Emergency laparotomy showed gangrene of small bowel from duodeno -jejunal flexure up to 30 cm from ileo-cecal valve. Gangrene portion of small bowel resected with proximal Jejunostomy and terminal Ileostomy done. Intraoperatively, mesenteric vessels found to be thrombosed and it was confirmed at Histopathological examination. Patient was started on total parenteral nutrition. Subsequent jejuno-ileal anastomoses done.
MVT is a relatively rare condition. On autopsy studies, MVT was found in 0.2-2% of the population 2 . MVT is most common in the 6-7th decade of life and it involves the SMV in 95% of the cases reported 2. MVT is usually characterized by the presence of abdominal pain, which is out of proportion with the physical findings. Gross gastro intestinal bleeding, an indication of bowel infarction, was reported in less than 15% 3. Physical findings range from being normal to abdominal tenderness, distension and decreased bowel sounds 4. The etiology of this condition is not known but several secondary causes have been linked to MVT such as portal hypertension, malignancy, myeloproliferative disorders, intraperitoneal inflammation, dehydration, trauma and hypercoagulable states 5.

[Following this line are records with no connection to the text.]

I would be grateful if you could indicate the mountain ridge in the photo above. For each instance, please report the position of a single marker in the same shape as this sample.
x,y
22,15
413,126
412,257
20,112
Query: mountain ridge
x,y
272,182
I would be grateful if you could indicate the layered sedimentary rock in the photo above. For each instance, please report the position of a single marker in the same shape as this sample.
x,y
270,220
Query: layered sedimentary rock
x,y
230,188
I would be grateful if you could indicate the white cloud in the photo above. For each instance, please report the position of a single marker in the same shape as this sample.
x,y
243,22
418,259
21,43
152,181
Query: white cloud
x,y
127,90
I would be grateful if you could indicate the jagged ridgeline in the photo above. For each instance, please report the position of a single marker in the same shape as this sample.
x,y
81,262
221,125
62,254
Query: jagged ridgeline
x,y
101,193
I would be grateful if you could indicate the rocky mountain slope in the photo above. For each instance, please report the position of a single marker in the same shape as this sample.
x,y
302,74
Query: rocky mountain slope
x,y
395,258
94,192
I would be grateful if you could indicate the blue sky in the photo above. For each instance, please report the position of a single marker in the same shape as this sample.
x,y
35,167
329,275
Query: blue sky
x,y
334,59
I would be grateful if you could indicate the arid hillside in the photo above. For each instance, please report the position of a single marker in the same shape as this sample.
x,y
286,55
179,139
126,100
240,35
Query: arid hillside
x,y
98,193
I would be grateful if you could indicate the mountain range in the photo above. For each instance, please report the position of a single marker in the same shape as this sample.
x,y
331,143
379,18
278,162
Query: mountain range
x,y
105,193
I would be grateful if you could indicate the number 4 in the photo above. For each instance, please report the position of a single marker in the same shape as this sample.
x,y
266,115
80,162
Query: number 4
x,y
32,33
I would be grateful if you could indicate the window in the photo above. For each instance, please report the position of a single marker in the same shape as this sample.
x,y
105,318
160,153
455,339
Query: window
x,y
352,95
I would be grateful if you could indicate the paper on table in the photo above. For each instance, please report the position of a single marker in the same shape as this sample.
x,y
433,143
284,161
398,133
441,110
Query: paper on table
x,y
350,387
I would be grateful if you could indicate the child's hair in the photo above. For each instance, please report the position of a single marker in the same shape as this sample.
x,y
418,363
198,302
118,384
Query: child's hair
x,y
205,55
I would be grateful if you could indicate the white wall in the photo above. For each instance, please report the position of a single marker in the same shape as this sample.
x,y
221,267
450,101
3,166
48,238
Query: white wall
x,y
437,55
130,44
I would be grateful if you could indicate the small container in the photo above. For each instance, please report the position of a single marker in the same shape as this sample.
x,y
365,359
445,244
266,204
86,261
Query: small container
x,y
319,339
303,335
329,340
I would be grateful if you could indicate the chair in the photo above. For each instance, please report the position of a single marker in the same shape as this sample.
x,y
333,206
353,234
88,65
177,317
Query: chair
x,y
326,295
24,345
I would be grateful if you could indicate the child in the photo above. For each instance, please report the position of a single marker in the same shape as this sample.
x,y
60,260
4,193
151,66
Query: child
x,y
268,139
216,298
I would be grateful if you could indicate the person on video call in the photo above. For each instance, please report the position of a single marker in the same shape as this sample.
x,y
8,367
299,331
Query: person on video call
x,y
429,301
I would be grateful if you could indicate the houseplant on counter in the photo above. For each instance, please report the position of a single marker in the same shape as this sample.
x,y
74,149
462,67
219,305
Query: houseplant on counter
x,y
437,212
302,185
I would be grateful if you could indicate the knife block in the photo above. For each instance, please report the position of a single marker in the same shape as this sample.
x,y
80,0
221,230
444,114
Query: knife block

Common complication following glue injections includes acute ulceration, thrombo-embolic phenomena, septicemia and liver cell failure. With an increasing use of cyanoacrylate glue for the treatment of gastric varices, many cases have been reported with thrombo-embolic manifestation. Embolism can occur through a large porto- venous shunt. The following factors decide the occurrence of thromboembolism that includes. 1) Amount of glue; when it exceeds more than 1ml at a single session. A study 6 showed six patients of 140 with pulmonary emboli received a mean volume of 4.16 mL vs 1.76 mL for those without pulmonary emboli. 2) Ratio of lipidol mixed with glue; normally Glue hardens within 4 sec on contact with blood. When the lipidol concentration exceeds the limit posses delayed polymerization of glue and increases the risk of embolic complications. 3) Number of injections per varix; 2-3 injection per varix increases the risk. Route of embolic phenomena occurs cited in the table 1.
In symptomatic acute MVT, treatment is based on the presence or absence of peritoneal signs. Signs of peritonitis mandate laparotomy and resection of infarcted bowel. If long segments of questionably viable bowel are found, papaverine is infused and planned for thrombectomy. Heparinization for 7 to 10 days has been shown to diminish recurrence and progression of thrombosis in the postoperative period 9. Duration of anticoagulation are not known. In the presence of hypercoagulable lifelong treatment with warfarin is advised. In our patient, gangrene portion of small bowel resected with proximal Jejunostomy and terminal Ileostomy done. He was started on total parenteral nutrition. Subsequent jejuno-ileal anastomoses done and he is doing well.